At the beginning of our "loadComments" function we loop through our existing "commentsDivs" array, and remove each comment - if we did not do this, then duplicate comments would be displayed, and that in my opinion is a waste of space and will make keeping track of conversations difficult for our users.
function loadComments() {
commentsDivs.forEach(comment => {
comment.remove();
});
let xhr = new XMLHttpRequest();
xhr.open('GET', 'comments.json', true);
xhr.onload = function() {
if(this.status == 200) {
let comments = JSON.parse(this.response);
for (let i = 0; i < comments.length; i++) {
let commentDiv = document.createElement("div");
let comment = document.createTextNode(`
${JSON.parse(comments[i]).author} said:
${JSON.parse(comments[i]).content}
`);
commentDiv.appendChild(comment);
commentSection.appendChild(commentDiv);
commentsDivs.push(commentDiv);
}
}
}
xhr.send();
}Okay, we can create an account, we can log into our account, we can log out of our account. and we can read comments - but we can not comment, so let us fix that.
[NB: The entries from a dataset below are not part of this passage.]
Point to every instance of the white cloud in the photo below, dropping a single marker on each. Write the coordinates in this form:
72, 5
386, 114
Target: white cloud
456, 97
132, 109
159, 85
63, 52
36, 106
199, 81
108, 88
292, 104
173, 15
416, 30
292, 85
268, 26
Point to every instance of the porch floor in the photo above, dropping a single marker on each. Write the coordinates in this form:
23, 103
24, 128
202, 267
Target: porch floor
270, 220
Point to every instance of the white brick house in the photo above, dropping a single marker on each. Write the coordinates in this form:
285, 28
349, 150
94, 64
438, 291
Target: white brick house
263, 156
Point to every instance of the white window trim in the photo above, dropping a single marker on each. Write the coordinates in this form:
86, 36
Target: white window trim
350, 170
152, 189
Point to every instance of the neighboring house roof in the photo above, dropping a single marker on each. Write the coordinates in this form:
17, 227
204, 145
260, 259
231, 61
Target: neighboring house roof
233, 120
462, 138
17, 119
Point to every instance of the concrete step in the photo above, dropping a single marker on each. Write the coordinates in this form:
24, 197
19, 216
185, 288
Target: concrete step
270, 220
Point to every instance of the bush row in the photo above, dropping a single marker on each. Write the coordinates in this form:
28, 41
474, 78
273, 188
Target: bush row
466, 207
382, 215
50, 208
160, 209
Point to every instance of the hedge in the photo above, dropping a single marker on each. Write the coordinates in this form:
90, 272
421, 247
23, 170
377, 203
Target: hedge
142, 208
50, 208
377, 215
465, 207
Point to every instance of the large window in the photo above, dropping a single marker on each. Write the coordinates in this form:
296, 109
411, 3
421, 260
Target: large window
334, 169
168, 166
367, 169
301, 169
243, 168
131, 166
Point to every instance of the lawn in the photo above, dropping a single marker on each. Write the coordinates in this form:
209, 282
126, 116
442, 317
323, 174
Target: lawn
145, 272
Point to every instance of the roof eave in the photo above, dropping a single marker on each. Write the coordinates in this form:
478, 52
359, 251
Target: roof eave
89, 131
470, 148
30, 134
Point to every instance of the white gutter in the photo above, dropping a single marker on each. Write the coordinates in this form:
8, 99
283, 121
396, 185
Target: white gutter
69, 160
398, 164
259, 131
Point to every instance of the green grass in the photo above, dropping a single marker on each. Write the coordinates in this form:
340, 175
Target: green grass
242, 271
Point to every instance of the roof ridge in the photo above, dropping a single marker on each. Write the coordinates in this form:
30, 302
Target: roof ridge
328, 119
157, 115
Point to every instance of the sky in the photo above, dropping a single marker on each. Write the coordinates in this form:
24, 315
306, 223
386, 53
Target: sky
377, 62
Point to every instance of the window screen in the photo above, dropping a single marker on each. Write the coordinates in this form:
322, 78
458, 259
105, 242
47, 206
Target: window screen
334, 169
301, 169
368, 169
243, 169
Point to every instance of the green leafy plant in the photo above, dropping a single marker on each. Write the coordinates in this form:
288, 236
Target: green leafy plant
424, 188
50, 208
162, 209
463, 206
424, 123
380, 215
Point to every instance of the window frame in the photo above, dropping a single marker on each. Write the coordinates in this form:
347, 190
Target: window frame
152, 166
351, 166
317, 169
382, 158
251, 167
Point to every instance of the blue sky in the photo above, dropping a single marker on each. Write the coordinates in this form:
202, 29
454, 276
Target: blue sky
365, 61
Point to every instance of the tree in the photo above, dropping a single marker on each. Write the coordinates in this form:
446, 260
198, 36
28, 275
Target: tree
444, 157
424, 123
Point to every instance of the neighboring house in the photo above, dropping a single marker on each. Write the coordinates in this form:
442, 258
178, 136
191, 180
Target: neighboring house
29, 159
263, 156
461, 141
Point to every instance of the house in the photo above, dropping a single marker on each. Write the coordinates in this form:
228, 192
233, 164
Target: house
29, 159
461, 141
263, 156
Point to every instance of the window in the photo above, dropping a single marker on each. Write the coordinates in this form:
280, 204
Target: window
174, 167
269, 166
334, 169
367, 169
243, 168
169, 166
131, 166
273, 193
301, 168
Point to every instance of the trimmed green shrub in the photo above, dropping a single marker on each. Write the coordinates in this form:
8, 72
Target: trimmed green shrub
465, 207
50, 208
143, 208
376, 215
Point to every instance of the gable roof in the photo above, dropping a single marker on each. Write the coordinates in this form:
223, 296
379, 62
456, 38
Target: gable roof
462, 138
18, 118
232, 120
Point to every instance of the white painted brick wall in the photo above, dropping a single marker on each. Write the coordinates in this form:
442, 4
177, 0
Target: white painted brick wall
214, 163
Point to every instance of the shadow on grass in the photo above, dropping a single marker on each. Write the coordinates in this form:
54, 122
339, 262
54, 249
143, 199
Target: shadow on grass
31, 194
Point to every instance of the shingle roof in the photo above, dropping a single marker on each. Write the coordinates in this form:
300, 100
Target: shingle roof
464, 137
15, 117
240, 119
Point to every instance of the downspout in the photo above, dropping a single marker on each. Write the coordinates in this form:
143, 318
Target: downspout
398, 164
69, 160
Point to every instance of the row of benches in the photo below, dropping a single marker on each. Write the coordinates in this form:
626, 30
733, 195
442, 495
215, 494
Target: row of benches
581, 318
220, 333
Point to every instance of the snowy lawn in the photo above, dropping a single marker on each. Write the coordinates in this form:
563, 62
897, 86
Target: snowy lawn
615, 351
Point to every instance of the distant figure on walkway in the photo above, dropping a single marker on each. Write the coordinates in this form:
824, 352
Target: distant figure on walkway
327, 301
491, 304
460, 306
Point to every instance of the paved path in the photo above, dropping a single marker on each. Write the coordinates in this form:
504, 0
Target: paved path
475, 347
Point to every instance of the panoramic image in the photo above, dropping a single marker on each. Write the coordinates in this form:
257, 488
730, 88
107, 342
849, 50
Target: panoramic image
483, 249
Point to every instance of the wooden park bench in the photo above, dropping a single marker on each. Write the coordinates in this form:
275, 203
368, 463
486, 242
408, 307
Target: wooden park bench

We attach an event listener which will check to see if the user commands our page to send a comment (with the assumption that they are logged in.
function createComment() {
let comment = {
"author": currentUser.username,
"content": document.getElementById('content').value
}
let params = "comment="+JSON.stringify(comment);
let xhr = new XMLHttpRequest();
xhr.open('POST', 'createItem.php', true);
xhr.setRequestHeader('Content-type', 'application/x-www-form-urlencoded');
xhr.onload = function() { }
xhr.send(params);
loadComments();
} To save a comment, we essentially do the exact same thing as we did when saving a user.
/// Save Comment
if (isset($_POST['comment'])) { // check comment data exists
$jsonComments = file_get_contents('comments.json'); // get JSON data
$comments = json_decode($jsonComments); // turn JSON data into usable data
$comments[] = $_POST['comment']; // update data
file_put_contents('comments.json', json_encode($comments)); // save data
} With the assumption that we are free of issues and errors, we should have a simple web-app which allows multiple users to have a group discussion in real time.
Now, you can do so much now - or at least learn how to. For example, our application looks ugly, feel free to style it up. Or, perhaps you enjoy security - in that case, I challenge you to implement encryption (and decryption). Or, maybe you just want to add more features to practice, do it! Long story short, if you truly enjoy software development, never give up. Thanks for reading.